Читать онлайн книгу Buşido - Inazo Nitobe страница 6
Despotluğu savunduğum sanılmasın lütfen, ancak feodalizmi bununla ilişkilendirmek yanlış olur. II. Friedrich “Krallar Devletin ilk hizmetkârlarıdır,” dediğinde hukukçular özgürlüğün gelişiminde yeni bir döneme gelindiğini düşündüler haklı olarak. Tuhaftır ki aynı dönemde Kuzeybatı Japonya’nın taşrasında Yonézawalı Yozan aynı beyanda bulundu ve feodalizmin kesinlikle bir zorbalık ya da baskı rejimi olmadığını gösterdi. Feodal bir prens, tebaalarıyla olan karşılıklı yükümlülükleri umursamasa bile atalarına ve Tanrı’ya olan daha büyük sorumluluklarını unutmazdı. O, Tanrı’nın emanet ettiği kullarına babalık yapardı. Buşido genelde kendisine atfedilmese bile ataerkil bir hükümet anlayışını kabul edip desteklerdi, daha az öneme sahip dayıerki (yani Sam Amca’nın!) hükümet anlayışına karşı olarak da yine ataerkil anlayışı savunurdu. Despot ve ataerkil bir hükümet arasındaki fark da burada yatar; birinde halk isteksiz bir şekilde itaat ederken diğerinde “onurlu bir alçakgönüllülükle, saygın bir sadakatle, hiç sönmeyen yürekten bir bağlılıkla, esaret altında bile engin bir özgürlük hissiyle”13 itaat eder. Eskilerin İngiltere kralına “halk sık sık başkaldırıp hükümdarlarını tahttan indirdiği için şeytanların kralı” demesi pek de hatalı bir söylem değildir, benzer bir deyiş Fransız hükümdarını “sayısız vergileri ve cezaları yüzünden eşeklerin kralı” olarak adlandırmıştır ama İspanya hükümdarına da “halkının gönüllü itaati” yüzünden “halkın kralı” lakabını bahşeder. Ama bu kadar yeter!

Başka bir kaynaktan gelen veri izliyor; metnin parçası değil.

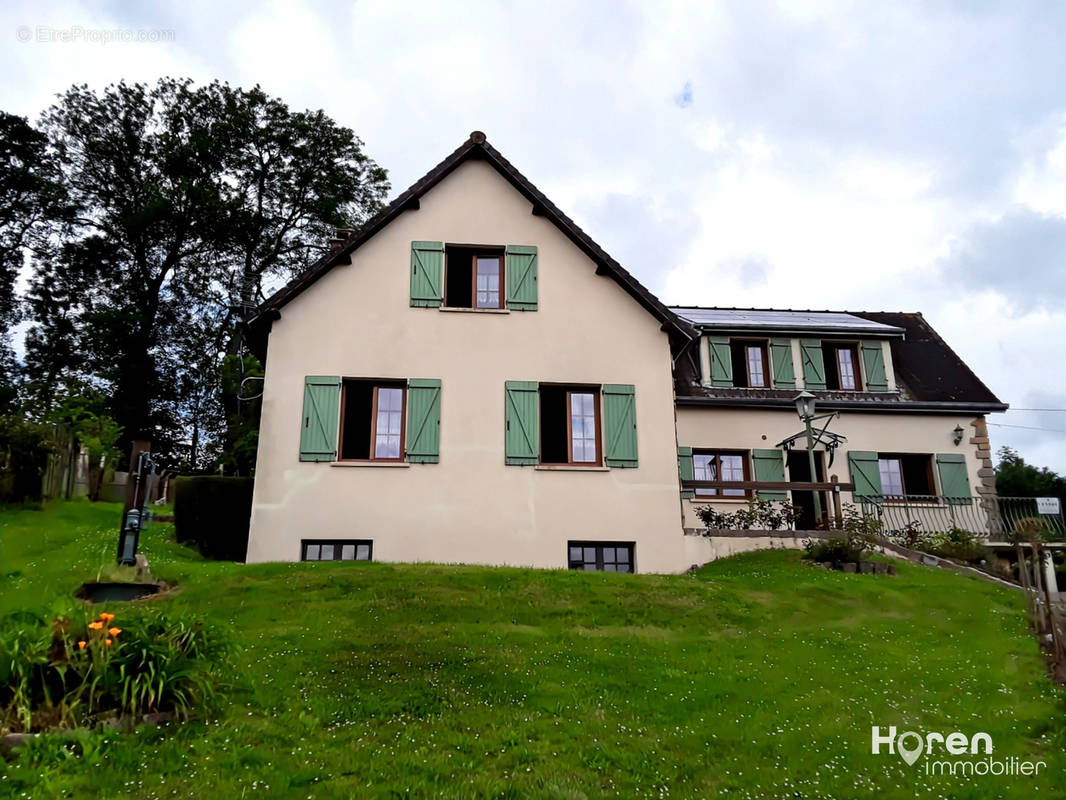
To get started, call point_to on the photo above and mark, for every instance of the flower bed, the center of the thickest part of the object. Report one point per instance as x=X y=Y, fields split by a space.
x=80 y=671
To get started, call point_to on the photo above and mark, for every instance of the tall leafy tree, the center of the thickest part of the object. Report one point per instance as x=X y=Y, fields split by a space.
x=189 y=201
x=31 y=196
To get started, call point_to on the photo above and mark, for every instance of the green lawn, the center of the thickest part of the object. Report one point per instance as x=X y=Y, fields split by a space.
x=757 y=677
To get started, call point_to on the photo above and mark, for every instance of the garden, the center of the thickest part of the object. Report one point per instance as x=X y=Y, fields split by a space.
x=755 y=676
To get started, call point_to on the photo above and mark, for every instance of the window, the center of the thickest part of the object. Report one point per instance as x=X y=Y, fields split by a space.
x=841 y=367
x=336 y=549
x=569 y=425
x=750 y=367
x=372 y=420
x=905 y=475
x=473 y=276
x=721 y=466
x=601 y=556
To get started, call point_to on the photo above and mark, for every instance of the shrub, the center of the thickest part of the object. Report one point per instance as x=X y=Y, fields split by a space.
x=957 y=544
x=838 y=549
x=858 y=536
x=213 y=513
x=758 y=513
x=77 y=672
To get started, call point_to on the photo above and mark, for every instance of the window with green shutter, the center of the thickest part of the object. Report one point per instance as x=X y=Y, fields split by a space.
x=785 y=377
x=721 y=361
x=873 y=361
x=685 y=469
x=866 y=475
x=521 y=278
x=619 y=425
x=813 y=366
x=423 y=420
x=520 y=414
x=319 y=425
x=954 y=479
x=426 y=274
x=769 y=466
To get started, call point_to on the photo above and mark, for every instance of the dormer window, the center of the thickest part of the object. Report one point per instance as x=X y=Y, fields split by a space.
x=473 y=276
x=750 y=366
x=841 y=367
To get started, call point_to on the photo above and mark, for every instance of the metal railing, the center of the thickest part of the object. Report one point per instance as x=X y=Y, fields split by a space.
x=996 y=518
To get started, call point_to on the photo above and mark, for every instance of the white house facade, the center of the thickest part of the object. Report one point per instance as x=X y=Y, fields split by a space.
x=470 y=379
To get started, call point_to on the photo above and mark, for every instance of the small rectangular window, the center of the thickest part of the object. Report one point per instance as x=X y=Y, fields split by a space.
x=336 y=549
x=473 y=276
x=906 y=475
x=750 y=365
x=601 y=556
x=570 y=425
x=372 y=420
x=841 y=367
x=721 y=466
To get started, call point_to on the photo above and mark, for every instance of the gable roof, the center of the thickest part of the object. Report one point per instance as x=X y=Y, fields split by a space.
x=789 y=321
x=477 y=147
x=933 y=376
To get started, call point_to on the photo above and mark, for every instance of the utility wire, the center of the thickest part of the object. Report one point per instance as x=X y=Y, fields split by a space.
x=1027 y=428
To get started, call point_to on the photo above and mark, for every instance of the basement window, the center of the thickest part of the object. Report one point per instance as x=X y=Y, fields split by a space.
x=601 y=556
x=372 y=420
x=569 y=425
x=841 y=367
x=336 y=549
x=904 y=475
x=473 y=276
x=749 y=364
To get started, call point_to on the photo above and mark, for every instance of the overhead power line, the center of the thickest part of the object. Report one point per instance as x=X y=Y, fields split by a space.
x=1027 y=428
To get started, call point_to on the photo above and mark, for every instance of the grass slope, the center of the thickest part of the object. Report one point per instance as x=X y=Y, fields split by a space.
x=757 y=677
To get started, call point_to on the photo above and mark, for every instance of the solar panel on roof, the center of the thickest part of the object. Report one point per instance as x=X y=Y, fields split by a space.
x=790 y=320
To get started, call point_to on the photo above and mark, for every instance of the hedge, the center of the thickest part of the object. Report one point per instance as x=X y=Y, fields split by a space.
x=213 y=513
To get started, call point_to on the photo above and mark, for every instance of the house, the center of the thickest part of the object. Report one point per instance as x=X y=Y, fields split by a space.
x=470 y=378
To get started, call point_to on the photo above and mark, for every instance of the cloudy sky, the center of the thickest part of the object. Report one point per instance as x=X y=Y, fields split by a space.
x=821 y=155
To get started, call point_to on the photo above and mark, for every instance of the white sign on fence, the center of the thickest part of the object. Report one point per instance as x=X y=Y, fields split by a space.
x=1047 y=506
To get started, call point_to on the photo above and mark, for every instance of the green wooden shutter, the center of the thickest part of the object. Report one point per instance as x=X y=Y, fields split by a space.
x=426 y=274
x=520 y=269
x=873 y=360
x=520 y=413
x=770 y=466
x=318 y=430
x=954 y=481
x=813 y=366
x=866 y=476
x=721 y=361
x=685 y=468
x=423 y=420
x=619 y=425
x=785 y=376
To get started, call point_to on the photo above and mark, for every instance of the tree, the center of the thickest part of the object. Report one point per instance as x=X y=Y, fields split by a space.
x=141 y=169
x=188 y=201
x=31 y=195
x=1015 y=478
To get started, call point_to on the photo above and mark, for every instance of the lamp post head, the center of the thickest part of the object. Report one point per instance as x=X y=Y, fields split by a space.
x=805 y=405
x=956 y=435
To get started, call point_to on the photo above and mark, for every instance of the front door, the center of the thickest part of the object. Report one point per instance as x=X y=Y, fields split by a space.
x=800 y=470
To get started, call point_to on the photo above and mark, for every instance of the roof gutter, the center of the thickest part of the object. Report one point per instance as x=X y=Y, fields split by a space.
x=921 y=406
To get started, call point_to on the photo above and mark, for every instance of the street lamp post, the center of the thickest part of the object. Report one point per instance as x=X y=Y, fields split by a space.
x=805 y=408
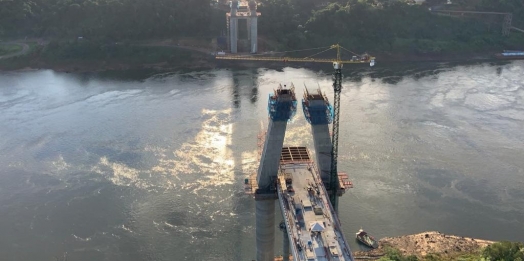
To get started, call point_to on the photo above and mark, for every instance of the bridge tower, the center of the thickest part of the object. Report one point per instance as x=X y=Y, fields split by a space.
x=281 y=108
x=243 y=10
x=319 y=113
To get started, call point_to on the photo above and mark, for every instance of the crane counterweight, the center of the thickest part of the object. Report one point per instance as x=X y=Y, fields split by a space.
x=338 y=63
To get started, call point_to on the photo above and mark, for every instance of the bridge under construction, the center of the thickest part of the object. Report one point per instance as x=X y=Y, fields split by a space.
x=311 y=228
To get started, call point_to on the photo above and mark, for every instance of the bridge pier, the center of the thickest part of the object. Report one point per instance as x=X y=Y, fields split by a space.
x=281 y=108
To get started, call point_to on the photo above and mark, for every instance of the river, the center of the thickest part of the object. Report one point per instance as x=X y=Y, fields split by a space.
x=140 y=166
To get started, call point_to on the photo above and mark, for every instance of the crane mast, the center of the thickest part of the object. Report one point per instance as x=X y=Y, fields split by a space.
x=333 y=185
x=337 y=88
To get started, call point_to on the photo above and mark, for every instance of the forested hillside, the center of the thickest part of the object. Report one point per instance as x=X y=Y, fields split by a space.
x=113 y=19
x=391 y=26
x=363 y=25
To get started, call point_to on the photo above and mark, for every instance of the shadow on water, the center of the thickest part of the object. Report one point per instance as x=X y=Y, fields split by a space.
x=245 y=83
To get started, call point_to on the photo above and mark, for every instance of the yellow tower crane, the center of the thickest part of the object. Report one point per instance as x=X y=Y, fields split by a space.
x=337 y=87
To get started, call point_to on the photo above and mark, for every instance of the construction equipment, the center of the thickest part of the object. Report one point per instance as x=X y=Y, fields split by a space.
x=337 y=87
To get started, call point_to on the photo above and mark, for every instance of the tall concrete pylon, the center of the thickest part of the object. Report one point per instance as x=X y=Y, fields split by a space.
x=242 y=10
x=281 y=108
x=319 y=113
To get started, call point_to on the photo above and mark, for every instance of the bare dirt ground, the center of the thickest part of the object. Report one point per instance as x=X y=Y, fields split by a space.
x=425 y=243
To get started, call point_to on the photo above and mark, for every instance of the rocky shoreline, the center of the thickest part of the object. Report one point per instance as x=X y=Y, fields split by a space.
x=423 y=244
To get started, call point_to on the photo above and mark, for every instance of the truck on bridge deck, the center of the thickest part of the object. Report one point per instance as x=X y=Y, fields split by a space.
x=312 y=225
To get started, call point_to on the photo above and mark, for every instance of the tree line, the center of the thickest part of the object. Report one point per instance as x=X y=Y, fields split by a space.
x=362 y=25
x=106 y=19
x=390 y=26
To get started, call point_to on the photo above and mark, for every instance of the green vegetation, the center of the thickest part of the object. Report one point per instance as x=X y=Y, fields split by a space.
x=388 y=26
x=6 y=49
x=395 y=255
x=505 y=251
x=500 y=251
x=106 y=19
x=375 y=26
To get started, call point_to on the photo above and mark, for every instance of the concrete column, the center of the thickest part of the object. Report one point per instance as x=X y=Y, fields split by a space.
x=254 y=34
x=265 y=229
x=286 y=246
x=270 y=159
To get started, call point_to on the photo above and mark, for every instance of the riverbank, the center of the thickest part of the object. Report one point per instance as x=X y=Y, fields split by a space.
x=422 y=245
x=169 y=56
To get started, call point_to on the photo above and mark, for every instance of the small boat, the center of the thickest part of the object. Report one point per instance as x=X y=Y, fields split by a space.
x=366 y=239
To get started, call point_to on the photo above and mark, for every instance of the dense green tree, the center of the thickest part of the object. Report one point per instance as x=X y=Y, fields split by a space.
x=505 y=251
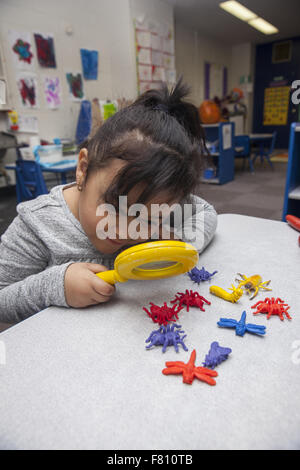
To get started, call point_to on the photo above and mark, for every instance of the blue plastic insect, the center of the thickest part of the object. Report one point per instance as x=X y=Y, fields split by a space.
x=200 y=275
x=216 y=355
x=167 y=336
x=241 y=326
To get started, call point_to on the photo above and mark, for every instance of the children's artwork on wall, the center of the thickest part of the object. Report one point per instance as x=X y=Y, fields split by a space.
x=75 y=83
x=52 y=90
x=45 y=50
x=27 y=85
x=89 y=60
x=21 y=49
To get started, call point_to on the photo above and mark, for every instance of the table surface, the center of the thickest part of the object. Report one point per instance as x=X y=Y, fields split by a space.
x=82 y=379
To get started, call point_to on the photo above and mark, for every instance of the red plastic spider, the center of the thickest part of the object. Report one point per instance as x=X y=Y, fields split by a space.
x=163 y=315
x=272 y=307
x=190 y=298
x=189 y=371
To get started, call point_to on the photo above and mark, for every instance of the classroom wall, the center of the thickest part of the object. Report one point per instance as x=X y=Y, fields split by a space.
x=192 y=51
x=275 y=77
x=242 y=64
x=155 y=10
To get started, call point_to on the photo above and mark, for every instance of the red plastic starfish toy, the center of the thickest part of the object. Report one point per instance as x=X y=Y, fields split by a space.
x=190 y=298
x=272 y=307
x=189 y=371
x=163 y=315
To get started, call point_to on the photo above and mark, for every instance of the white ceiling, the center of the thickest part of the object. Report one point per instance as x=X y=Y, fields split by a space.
x=210 y=20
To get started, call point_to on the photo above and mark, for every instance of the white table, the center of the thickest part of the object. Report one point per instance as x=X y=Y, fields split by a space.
x=82 y=379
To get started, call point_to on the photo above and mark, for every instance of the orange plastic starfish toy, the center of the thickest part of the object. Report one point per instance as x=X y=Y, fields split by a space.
x=189 y=371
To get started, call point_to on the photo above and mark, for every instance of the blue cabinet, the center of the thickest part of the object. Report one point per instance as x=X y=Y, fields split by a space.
x=220 y=140
x=292 y=189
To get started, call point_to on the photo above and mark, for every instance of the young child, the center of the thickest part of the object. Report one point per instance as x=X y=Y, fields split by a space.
x=151 y=151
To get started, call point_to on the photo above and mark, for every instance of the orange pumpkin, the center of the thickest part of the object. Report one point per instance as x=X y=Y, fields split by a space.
x=209 y=112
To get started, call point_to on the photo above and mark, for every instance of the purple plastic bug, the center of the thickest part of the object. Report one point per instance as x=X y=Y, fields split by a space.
x=216 y=355
x=167 y=336
x=200 y=275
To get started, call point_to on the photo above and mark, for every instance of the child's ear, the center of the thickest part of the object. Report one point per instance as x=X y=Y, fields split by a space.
x=82 y=167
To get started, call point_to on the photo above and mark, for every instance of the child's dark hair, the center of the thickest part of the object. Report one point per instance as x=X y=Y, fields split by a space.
x=160 y=139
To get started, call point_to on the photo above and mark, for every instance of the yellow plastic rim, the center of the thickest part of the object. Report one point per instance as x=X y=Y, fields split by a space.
x=132 y=263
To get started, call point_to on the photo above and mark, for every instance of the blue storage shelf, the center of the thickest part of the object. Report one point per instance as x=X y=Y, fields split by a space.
x=223 y=157
x=292 y=188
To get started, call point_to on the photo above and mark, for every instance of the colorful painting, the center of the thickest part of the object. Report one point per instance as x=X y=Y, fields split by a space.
x=52 y=90
x=45 y=50
x=21 y=49
x=89 y=60
x=27 y=85
x=75 y=83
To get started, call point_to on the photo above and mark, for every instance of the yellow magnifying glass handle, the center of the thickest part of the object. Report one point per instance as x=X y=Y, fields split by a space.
x=111 y=277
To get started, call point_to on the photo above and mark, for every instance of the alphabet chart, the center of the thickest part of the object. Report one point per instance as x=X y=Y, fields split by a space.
x=276 y=105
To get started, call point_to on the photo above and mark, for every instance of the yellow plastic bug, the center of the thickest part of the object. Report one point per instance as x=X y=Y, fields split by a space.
x=229 y=296
x=252 y=283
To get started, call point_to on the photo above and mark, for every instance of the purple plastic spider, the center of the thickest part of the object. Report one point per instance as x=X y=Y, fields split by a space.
x=199 y=275
x=216 y=355
x=167 y=336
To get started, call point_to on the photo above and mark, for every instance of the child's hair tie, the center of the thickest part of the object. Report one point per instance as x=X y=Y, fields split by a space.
x=161 y=107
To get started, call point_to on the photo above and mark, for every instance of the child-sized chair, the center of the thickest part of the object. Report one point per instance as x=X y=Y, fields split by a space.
x=242 y=150
x=30 y=182
x=265 y=152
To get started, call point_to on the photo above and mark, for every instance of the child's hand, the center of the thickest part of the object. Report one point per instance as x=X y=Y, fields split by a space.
x=83 y=287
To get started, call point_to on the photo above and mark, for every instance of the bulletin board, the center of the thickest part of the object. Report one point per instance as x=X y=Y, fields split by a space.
x=276 y=106
x=155 y=55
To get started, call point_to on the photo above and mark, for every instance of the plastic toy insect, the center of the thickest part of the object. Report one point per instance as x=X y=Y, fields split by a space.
x=216 y=355
x=163 y=315
x=167 y=336
x=189 y=371
x=252 y=284
x=200 y=275
x=272 y=307
x=190 y=298
x=229 y=296
x=241 y=327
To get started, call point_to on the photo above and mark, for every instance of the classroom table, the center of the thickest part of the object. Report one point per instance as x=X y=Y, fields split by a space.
x=82 y=379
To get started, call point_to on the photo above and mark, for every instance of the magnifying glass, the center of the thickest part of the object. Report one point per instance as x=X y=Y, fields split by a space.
x=153 y=260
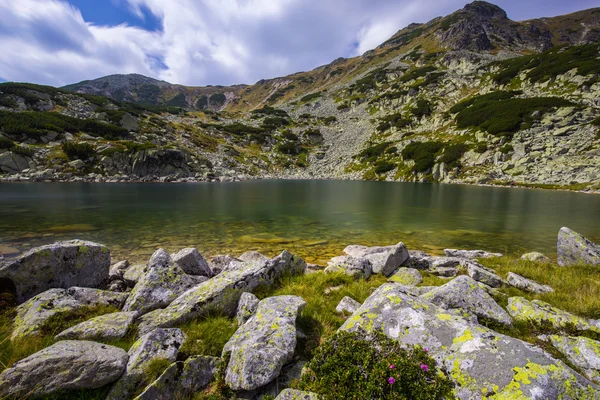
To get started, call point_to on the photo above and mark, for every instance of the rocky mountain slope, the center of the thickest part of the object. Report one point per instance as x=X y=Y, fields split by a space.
x=469 y=98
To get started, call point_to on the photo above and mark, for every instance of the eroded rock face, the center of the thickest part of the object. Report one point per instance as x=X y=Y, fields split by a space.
x=66 y=365
x=264 y=344
x=478 y=359
x=158 y=344
x=58 y=265
x=222 y=292
x=574 y=249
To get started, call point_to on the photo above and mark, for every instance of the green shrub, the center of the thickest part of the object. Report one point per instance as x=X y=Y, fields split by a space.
x=81 y=151
x=349 y=366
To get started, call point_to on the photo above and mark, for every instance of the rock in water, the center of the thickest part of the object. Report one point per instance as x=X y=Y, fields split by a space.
x=464 y=293
x=58 y=265
x=191 y=262
x=182 y=379
x=66 y=365
x=264 y=344
x=574 y=249
x=158 y=344
x=527 y=284
x=221 y=293
x=478 y=359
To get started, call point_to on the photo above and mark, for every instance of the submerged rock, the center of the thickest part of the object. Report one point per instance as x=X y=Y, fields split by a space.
x=59 y=265
x=259 y=348
x=574 y=249
x=66 y=365
x=478 y=359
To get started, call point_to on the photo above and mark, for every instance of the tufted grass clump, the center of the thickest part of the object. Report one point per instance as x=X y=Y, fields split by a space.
x=352 y=366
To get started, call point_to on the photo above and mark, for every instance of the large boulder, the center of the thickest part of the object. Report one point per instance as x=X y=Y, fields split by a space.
x=66 y=365
x=58 y=265
x=160 y=344
x=478 y=359
x=105 y=327
x=463 y=293
x=259 y=348
x=182 y=379
x=163 y=281
x=35 y=312
x=384 y=260
x=574 y=249
x=221 y=293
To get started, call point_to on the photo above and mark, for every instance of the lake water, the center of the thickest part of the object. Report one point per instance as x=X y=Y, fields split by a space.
x=315 y=219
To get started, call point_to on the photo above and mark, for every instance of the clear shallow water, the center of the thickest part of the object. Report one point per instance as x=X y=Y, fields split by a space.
x=315 y=219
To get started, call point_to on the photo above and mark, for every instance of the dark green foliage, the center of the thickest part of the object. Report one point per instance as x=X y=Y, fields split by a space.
x=423 y=154
x=503 y=117
x=453 y=153
x=81 y=151
x=549 y=64
x=349 y=366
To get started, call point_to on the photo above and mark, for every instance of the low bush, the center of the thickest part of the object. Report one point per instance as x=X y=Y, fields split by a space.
x=350 y=366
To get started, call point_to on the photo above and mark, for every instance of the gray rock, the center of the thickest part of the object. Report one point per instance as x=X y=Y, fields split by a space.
x=58 y=265
x=162 y=282
x=464 y=293
x=246 y=307
x=384 y=260
x=537 y=257
x=192 y=262
x=582 y=352
x=35 y=312
x=407 y=276
x=470 y=254
x=483 y=275
x=182 y=379
x=527 y=285
x=66 y=365
x=105 y=327
x=574 y=249
x=347 y=304
x=221 y=293
x=478 y=359
x=259 y=349
x=159 y=344
x=293 y=394
x=355 y=267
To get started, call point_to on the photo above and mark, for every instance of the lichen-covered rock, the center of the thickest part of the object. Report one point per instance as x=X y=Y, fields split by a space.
x=66 y=365
x=355 y=267
x=384 y=260
x=574 y=249
x=35 y=312
x=407 y=276
x=162 y=282
x=191 y=262
x=222 y=292
x=582 y=352
x=182 y=379
x=483 y=275
x=463 y=293
x=470 y=254
x=105 y=327
x=246 y=307
x=347 y=304
x=527 y=284
x=59 y=265
x=259 y=348
x=478 y=359
x=536 y=257
x=158 y=344
x=522 y=309
x=293 y=394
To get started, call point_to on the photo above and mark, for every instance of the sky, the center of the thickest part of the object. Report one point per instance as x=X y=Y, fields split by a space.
x=210 y=42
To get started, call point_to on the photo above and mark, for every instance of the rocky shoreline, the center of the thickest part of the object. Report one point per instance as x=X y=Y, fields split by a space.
x=459 y=322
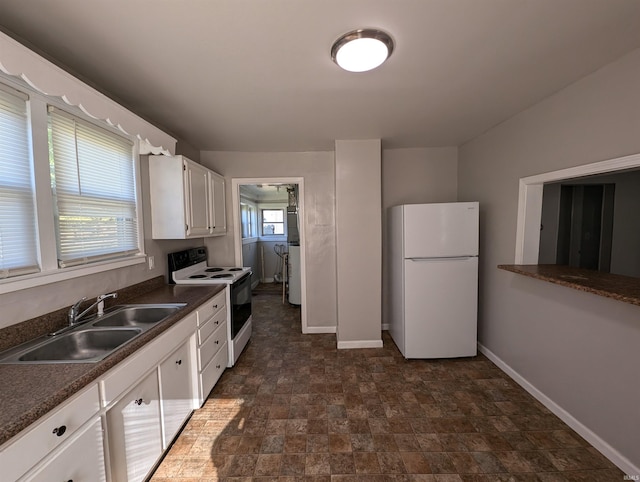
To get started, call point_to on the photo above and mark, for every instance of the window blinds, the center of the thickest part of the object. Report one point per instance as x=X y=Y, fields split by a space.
x=93 y=183
x=18 y=240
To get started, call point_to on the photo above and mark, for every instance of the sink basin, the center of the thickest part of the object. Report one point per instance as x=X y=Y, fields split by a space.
x=79 y=346
x=94 y=339
x=137 y=315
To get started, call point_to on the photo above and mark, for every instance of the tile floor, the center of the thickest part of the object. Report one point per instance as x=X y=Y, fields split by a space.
x=296 y=408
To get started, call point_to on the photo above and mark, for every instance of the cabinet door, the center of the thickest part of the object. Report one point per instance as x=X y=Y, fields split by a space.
x=135 y=440
x=218 y=208
x=175 y=393
x=81 y=461
x=197 y=205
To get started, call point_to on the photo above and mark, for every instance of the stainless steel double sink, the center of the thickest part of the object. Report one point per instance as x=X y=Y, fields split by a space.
x=93 y=339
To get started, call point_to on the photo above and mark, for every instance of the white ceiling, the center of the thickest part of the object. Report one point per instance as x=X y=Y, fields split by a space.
x=256 y=75
x=266 y=192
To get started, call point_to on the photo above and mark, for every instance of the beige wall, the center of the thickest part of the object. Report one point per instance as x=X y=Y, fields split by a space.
x=578 y=349
x=317 y=169
x=28 y=303
x=413 y=176
x=359 y=243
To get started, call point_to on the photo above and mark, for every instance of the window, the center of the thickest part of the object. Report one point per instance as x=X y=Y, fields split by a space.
x=18 y=240
x=272 y=222
x=248 y=215
x=94 y=189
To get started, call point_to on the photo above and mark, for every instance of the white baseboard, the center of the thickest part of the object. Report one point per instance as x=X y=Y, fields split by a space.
x=343 y=345
x=319 y=330
x=603 y=447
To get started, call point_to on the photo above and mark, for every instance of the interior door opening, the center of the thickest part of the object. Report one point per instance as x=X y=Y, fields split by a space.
x=268 y=214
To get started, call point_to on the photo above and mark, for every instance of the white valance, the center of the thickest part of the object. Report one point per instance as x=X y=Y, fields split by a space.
x=18 y=61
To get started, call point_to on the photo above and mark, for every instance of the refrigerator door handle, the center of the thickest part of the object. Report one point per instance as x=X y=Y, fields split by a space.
x=449 y=258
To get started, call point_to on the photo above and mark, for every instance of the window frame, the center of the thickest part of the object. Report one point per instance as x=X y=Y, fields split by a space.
x=283 y=210
x=37 y=106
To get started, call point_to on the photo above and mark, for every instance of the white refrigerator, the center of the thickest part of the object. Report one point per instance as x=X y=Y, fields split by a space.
x=433 y=279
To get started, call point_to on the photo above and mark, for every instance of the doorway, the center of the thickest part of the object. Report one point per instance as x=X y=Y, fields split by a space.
x=269 y=235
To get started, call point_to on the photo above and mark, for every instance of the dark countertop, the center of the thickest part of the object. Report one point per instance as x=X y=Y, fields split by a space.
x=617 y=287
x=30 y=391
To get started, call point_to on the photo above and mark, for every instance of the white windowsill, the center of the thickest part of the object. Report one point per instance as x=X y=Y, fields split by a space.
x=39 y=279
x=275 y=237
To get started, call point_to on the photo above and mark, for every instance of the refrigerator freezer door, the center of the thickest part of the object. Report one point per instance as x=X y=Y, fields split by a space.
x=440 y=230
x=441 y=299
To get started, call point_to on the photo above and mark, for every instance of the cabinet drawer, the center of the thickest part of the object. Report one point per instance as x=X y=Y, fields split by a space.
x=213 y=371
x=81 y=460
x=211 y=346
x=207 y=310
x=212 y=325
x=130 y=370
x=50 y=431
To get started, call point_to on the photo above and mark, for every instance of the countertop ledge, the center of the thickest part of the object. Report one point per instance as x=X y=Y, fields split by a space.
x=31 y=391
x=614 y=286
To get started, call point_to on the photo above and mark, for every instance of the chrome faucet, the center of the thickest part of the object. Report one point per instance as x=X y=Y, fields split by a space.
x=74 y=317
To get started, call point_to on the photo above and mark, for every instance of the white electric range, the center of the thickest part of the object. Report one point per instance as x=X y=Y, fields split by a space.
x=190 y=267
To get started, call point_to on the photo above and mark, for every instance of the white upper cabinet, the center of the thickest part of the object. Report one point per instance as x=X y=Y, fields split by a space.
x=187 y=199
x=218 y=218
x=198 y=200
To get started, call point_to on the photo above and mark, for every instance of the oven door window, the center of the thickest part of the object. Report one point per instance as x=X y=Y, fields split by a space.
x=241 y=303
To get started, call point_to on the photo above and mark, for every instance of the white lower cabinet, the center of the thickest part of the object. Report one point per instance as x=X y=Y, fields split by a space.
x=134 y=433
x=50 y=435
x=175 y=391
x=81 y=460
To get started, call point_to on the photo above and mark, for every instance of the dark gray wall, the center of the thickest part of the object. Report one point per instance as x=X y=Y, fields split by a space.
x=625 y=252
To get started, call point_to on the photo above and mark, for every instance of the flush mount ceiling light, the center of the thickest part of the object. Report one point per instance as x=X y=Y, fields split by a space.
x=362 y=49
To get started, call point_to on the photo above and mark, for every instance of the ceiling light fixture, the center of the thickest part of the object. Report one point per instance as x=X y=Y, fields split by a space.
x=362 y=49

Anglosaksonlar için Erdem ve mutlak güç birbiriyle bağdaştırması imkânsız iki ifade olabilir. Pobyedonostseft İngiliz ve diğer Avrupa toplumları arasındaki temel farkı açık bir şekilde ortaya koymuştur; şöyle ki, bu toplumlar en temel ortak çıkarda buluşurken İngiltere son derece gelişmiş ve bağımsız karakteriyle diğerlerinden ayrı bir yerde durmuştur. Bu Rus devlet adamının, kıta Avrupa’sındaki milletlerdeki, özellikle de Slav ülkelerindeki bireylerin Devletin en uç noktalarında birtakım sosyal ittifaklara duyduğu kişisel bağlılıktan söz ederken dile getirdikleri Japonlar için de misliyle geçerli. Bu yüzden Japonya’da monarşi gücünün serbestçe kullanılması Avrupa’da olduğu kadar ağır bir şekilde hissedilmez, ayrıca halkın fikirlerinin babacan bir şekilde hesaba katılmasıyla bu güç genel olarak daha ölçülü bir hal alır. Bismarck’a göre “Mutlakiyetçilik hükümdardan öncelikle tarafsızlık, dürüstlük, göreve bağlılık, kudret ve manevi tevazu bekler.” Bu konu üzerine bir alıntı daha yapmama izin verirseniz Alman İmparatorunun Koblenz’de yaptığı konuşmaya değinmek isterim; kendisi bu konuşmasında hükümranlıktan “Tanrı’nın izniyle ne bir bakanın ne bir parlamentonun, hiç kimsenin hükümdarın sırtından indiremeyeceği ağır yükümlülükler ile yalnızca Tanrı’ya karşı duyduğu muazzam sorumluluğu beraberinde getiren güç” olarak bahseder.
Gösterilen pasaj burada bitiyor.